In book 2, chapter 19, Molanus discusses how one should deal with artworks depicting matters from unestablished textual traditions. Foremost is that no false stories are depicted, but in the case of artworks based on uncertain stories, propriety and probability should prevail in the judgement and above all the common opinion of the whole Church.
The first example of such an iconographic tradition surrounded by uncertainty in the Scriptures is the Annunciation of the Virgin Mary. The main point of discussion is whether she was sitting or kneeling in meditation at the moment the archangel Gabriel visited her. Confirmed by the pictorial tradition, Molanus argues it was most probable she was on her knees meditating, this is also in agreement with other stories from the Scriptures of people being immersed in God at the moment they were visited by an angel.
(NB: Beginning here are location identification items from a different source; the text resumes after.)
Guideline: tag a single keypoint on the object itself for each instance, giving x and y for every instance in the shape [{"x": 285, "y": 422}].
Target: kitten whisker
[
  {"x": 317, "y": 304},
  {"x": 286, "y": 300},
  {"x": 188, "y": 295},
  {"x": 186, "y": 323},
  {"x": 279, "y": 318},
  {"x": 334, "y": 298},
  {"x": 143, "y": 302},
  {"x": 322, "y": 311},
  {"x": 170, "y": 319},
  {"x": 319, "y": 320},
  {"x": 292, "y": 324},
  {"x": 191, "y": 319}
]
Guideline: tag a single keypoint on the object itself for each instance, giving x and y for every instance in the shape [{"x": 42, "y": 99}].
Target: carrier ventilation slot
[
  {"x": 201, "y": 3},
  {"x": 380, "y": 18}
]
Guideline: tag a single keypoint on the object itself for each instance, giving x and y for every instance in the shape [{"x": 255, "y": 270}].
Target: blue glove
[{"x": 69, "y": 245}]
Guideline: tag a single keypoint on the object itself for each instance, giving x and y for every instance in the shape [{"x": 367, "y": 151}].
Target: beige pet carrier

“For example, in the story of the Incarnation of the Lord, the Evangelists do not show what the Blessed Virgin was doing when the archangel Gabriel entered and greeted her. Was she standing or sitting or kneeling in meditation? When painting the story, it is necessary to complete it with one of these elements, and what is found to have the greatest probability is received by the unanimous agreement of the painters and the approval of the others. Now, what is probable is that the Blessed Virgin, at that moment, was on her knees meditating on our Redemption. Indeed, if Gabriel announced to Daniel, the man of predilections, the day of the birth of Christ, and if in the same way, this day was announced to the priest Zechariah, the precursor of the Messiah, while both were immersed in prayer, should we not consider that, when Gabriel came to the Virgin, she was immersed in God?”
“Exempli gratia. In historia incarnationis Dominicae, Evangelia non exprimunt quid egerit beatissima Virgo cum Archangelus Gabriel intraret, eam salutans, steteritne ansederit, an vero flexis genibus meditationibus fuerit intenta. Quia vero aliquid horum dum historia pingitur necessario est superaddendum, communi quodam pictorum consensu et aliorum approbatione receptum est id quod maximam habet probabilitatem. Probabile vero ist, quod flexis genibus superbenedicta Virgo eo tempore se occupaverit in redemptionis nostrae meditatione. Si enim nec Danieli viro desideriorum tempus natalis Christi nuntiatur à Gabriele, nec Zachariae sacerdoti praecursot Messiae, nisi intensissime orantibus: an ne existimandum est Gabrielem ad hanc verginem venisse Deo non intentam?”
Molanus 1996, 175-176.; Jean-Claude Schmitt, La Raison des gestes, Paris: Gallimard,1991, 295.